If Duncan is, as Shakespeare and Macbeth seem to think, an example of saintliness in a ruler, is he supposed to be presiding here over some special unclaustrophobic, non-brainwashing outfit? But then what would be the point of presenting it as a cult in the first place? (There have been productions that have hinted that the murdered monarch is not all he's cracked up to be.) The snag about taking a negative view of this Krishna-style group is that Macbeth's effect on it would then be curiously beneficial, his tyranny converting a credulous, submissive community into a politicised people warily on the alert for spies and informers. Then again, one big drawback of gurus under siege is that they tend to demand the group suicide of their followers. It can be said in Macbeth's favour that at least he dies in a state of horrible isolation.

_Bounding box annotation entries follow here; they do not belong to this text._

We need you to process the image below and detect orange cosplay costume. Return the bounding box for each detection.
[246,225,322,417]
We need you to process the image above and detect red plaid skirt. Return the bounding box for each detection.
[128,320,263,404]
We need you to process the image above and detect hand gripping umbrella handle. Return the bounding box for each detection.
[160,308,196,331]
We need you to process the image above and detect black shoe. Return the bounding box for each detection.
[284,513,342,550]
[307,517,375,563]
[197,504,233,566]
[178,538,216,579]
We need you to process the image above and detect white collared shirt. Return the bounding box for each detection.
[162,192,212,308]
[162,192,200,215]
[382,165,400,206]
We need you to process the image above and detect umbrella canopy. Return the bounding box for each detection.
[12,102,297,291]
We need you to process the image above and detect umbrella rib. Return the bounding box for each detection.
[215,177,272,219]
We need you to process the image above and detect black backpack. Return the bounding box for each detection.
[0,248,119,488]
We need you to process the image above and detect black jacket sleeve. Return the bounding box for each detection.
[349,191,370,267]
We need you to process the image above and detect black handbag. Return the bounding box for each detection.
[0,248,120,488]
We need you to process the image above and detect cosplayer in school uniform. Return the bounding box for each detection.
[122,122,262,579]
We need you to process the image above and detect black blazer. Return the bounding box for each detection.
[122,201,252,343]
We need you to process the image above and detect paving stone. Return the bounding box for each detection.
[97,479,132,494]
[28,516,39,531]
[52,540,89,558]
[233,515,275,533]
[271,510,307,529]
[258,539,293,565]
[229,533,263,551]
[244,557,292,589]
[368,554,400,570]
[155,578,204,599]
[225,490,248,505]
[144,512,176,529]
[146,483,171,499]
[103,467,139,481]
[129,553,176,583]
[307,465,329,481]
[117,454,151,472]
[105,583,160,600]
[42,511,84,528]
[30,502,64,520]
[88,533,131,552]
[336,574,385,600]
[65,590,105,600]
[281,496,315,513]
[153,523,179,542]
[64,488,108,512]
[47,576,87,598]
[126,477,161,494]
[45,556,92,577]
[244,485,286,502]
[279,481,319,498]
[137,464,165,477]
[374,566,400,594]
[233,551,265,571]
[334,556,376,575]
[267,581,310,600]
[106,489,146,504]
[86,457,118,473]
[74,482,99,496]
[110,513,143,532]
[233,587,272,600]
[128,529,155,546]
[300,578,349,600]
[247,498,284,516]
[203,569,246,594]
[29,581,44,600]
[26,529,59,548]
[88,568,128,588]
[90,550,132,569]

The supernatural side of things is no easier to sort out. If the aim of this production is to placate Hecate, I somehow feel that turning her into Tim Barlow's drag lollipop lady is not going to do the trick. As for the witches and the episode set in "The Pit of Acheron" (signposted in dripping horror-movie lettering), I've been given more powerful intimations of unearthly evil from rides on a ghost train.
Rylance remains a wonderfully compelling performer. He delivers Macbeth's speeches in an American accent, almost Method-like, never making them for poetic effect but making them seem like the natural, at times almost inadvertent, discourse of the mild-mannered, sweet-faced, haunted-eyed villain, who - forever nervously taking off and replacing his glasses - confronts us here. As an unstable cult-member you can believe in him utterly, as an intrepid warrior rather less so.